British Labour in Scotland also recognised the need for a message tailored to Scotland's distinctive culture. This was clear from Jim Murphy's desperate and often comical efforts to portray himself as the real leader of a real party able to make real policy independent of the bosses in London. He convinced precisely nobody who wasn't inclined by dumb tribalism to be persuaded.
While Cameron simply wrote Scotland off in order to deliver a consistent and coherent message to voters in England (or those parts of England which matter for electoral purposes), Murphy went a bit crazy. Then a bit crazier. His attempts to pretend that he was making policy while not straying too far from the British Labour Party line resulted in a message that was the very opposite of consistent and coherent. At times, it descended into gibberish. At other times he took the pretence of autonomy too far and was promptly slapped down by his bosses. And he made the whole thing worse by turning himself into a circus act performing his buffoonery for the inexplicably entranced media.
The essential point in all of this is the increasing distinctiveness of Scotland's political culture. The "One Nation" factions in the British parties will still try to deny this even in the face of the decisive redrawing of the political geography of the UK in the recent election. But the direction of travel is entirely towards increasing divergence. And it is an accelerating process. Because England (if progressives there will forgive the generalisation) is moving in one direction at least as rapidly as Scotland is moving in the other. The sum of the speeds has reached escape velocity. The two political cultures have separated past the point of no return.
Everything that happens from here on simply adds momentum to a process which leads ultimately to a formal ending of the now defunct political union and the opening of an opportunity to forge a new relationship between Scotland and England. Cameron's pursuit of English votes for English laws (EVEL); trade unions having different affiliations north and south of the border; increasingly different policy agendas being followed by the two governments; further constitutional tinkering creating more anomalies to irk Englanders while failing to satisfy Scotland's aspirations; the demise of British Labour in Scotland in favour of a genuine Scottish Labour Party; all of these things and more will be seen by future historians as both cause and effect of Scotland moving towards independence.

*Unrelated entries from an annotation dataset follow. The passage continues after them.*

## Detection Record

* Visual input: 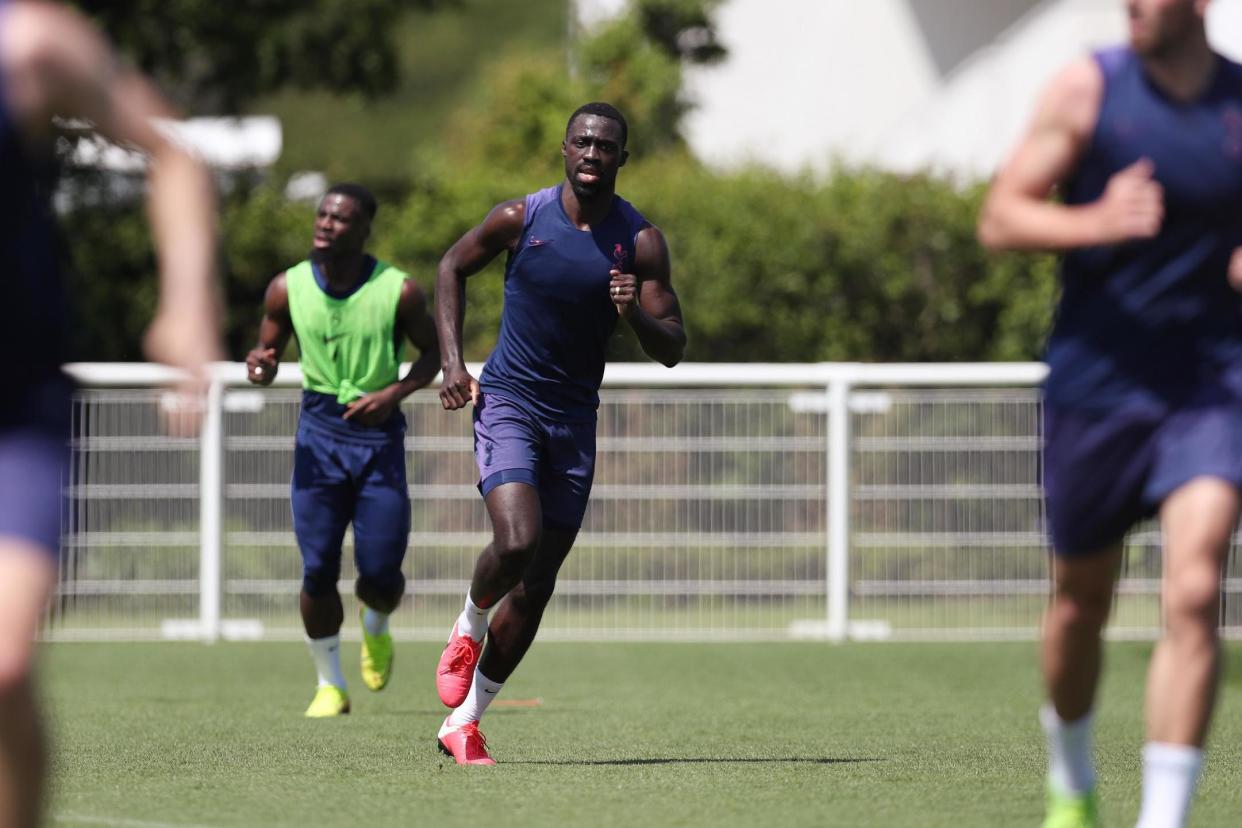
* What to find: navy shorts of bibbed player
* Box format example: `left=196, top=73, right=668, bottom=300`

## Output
left=1043, top=400, right=1242, bottom=556
left=292, top=391, right=410, bottom=596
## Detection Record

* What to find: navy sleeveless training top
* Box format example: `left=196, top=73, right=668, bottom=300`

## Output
left=479, top=185, right=647, bottom=422
left=0, top=0, right=67, bottom=397
left=1045, top=48, right=1242, bottom=411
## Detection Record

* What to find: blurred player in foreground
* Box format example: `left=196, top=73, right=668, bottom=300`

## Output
left=436, top=103, right=686, bottom=765
left=246, top=184, right=440, bottom=718
left=979, top=0, right=1242, bottom=828
left=0, top=0, right=221, bottom=826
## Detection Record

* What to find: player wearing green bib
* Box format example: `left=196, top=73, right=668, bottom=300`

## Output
left=246, top=184, right=440, bottom=718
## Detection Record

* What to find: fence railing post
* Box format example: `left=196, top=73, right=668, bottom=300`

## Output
left=827, top=376, right=852, bottom=641
left=199, top=374, right=225, bottom=643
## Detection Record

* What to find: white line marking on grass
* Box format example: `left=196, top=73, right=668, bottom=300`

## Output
left=52, top=813, right=219, bottom=828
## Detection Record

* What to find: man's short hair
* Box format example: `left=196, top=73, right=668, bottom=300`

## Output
left=323, top=181, right=380, bottom=218
left=565, top=101, right=630, bottom=148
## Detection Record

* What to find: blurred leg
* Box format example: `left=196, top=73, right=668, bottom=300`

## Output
left=0, top=536, right=56, bottom=828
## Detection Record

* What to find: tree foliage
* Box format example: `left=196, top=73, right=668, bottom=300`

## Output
left=53, top=0, right=1056, bottom=361
left=66, top=0, right=456, bottom=114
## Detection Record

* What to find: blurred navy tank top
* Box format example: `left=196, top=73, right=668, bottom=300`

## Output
left=479, top=185, right=647, bottom=422
left=0, top=0, right=70, bottom=428
left=1045, top=48, right=1242, bottom=411
left=0, top=0, right=66, bottom=396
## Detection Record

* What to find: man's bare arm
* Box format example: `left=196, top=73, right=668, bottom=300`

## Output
left=436, top=199, right=527, bottom=411
left=979, top=58, right=1164, bottom=251
left=0, top=2, right=224, bottom=370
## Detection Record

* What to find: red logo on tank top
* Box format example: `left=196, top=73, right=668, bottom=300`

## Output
left=1221, top=106, right=1242, bottom=159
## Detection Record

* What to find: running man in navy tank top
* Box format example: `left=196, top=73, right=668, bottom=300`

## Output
left=0, top=0, right=222, bottom=826
left=436, top=103, right=686, bottom=765
left=979, top=0, right=1242, bottom=828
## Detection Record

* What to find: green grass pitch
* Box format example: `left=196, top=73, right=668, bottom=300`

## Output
left=41, top=643, right=1242, bottom=828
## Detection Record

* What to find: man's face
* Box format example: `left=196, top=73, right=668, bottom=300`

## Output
left=313, top=192, right=371, bottom=256
left=560, top=114, right=630, bottom=196
left=1125, top=0, right=1208, bottom=57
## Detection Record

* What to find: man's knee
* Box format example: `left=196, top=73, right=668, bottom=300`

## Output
left=1052, top=583, right=1113, bottom=627
left=302, top=566, right=340, bottom=598
left=0, top=641, right=35, bottom=706
left=492, top=520, right=540, bottom=569
left=354, top=570, right=405, bottom=612
left=1164, top=566, right=1221, bottom=631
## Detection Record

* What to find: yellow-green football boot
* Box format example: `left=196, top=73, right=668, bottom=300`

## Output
left=358, top=610, right=392, bottom=690
left=306, top=684, right=349, bottom=719
left=1043, top=788, right=1099, bottom=828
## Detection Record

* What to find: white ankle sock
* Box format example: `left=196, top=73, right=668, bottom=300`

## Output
left=1138, top=742, right=1203, bottom=828
left=307, top=633, right=345, bottom=690
left=363, top=606, right=389, bottom=636
left=448, top=667, right=504, bottom=727
left=457, top=592, right=492, bottom=641
left=1040, top=704, right=1095, bottom=796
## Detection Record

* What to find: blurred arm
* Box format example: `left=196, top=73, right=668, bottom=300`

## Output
left=436, top=199, right=527, bottom=410
left=0, top=4, right=222, bottom=371
left=246, top=273, right=293, bottom=385
left=396, top=279, right=440, bottom=401
left=979, top=58, right=1127, bottom=251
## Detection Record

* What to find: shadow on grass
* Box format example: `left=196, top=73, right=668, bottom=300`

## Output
left=504, top=756, right=884, bottom=765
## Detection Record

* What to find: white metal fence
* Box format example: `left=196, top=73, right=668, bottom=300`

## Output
left=46, top=364, right=1242, bottom=641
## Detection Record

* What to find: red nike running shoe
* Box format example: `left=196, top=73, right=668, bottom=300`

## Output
left=436, top=623, right=483, bottom=708
left=436, top=718, right=496, bottom=765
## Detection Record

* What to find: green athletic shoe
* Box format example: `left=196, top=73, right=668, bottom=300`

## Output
left=1043, top=788, right=1099, bottom=828
left=306, top=684, right=349, bottom=719
left=358, top=610, right=392, bottom=690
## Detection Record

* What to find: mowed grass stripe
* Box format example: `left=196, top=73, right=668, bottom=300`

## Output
left=42, top=643, right=1242, bottom=828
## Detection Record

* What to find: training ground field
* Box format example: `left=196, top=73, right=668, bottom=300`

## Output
left=42, top=643, right=1242, bottom=828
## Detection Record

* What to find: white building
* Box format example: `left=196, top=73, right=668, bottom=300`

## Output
left=578, top=0, right=1242, bottom=178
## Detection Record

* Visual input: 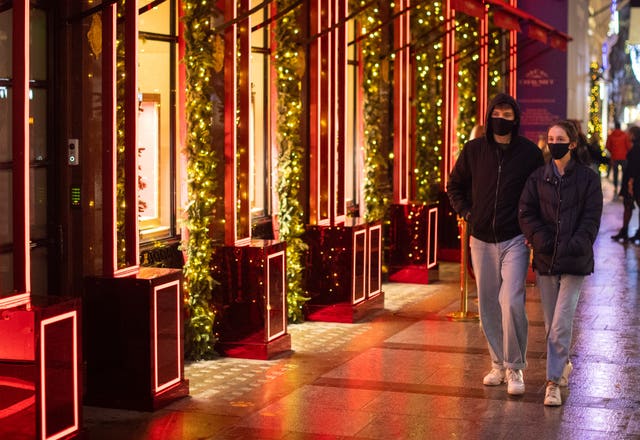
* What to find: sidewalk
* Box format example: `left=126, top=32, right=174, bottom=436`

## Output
left=84, top=180, right=640, bottom=440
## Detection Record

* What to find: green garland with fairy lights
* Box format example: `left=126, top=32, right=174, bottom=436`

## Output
left=349, top=0, right=393, bottom=221
left=587, top=62, right=602, bottom=138
left=490, top=12, right=509, bottom=98
left=411, top=1, right=444, bottom=203
left=116, top=0, right=127, bottom=269
left=183, top=0, right=221, bottom=360
left=275, top=0, right=309, bottom=322
left=455, top=15, right=480, bottom=148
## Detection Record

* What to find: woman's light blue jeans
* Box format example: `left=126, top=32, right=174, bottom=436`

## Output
left=469, top=235, right=529, bottom=370
left=536, top=272, right=584, bottom=383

The nature of the Tories' election campaign was very largely dictated by this process of political divergence between Scotland and England. British Labour's campaign in Scotland dealt rather more ineptly with the same irresistible historical forces. One suspects that at least a few of the more perspicacious minds in the unionist camp must have sensed which way the wind is blowing. Will they continue a Cnutian resistance? Or will they recognise the need to start managing the process of unravelling an archaic and dysfunctional political union?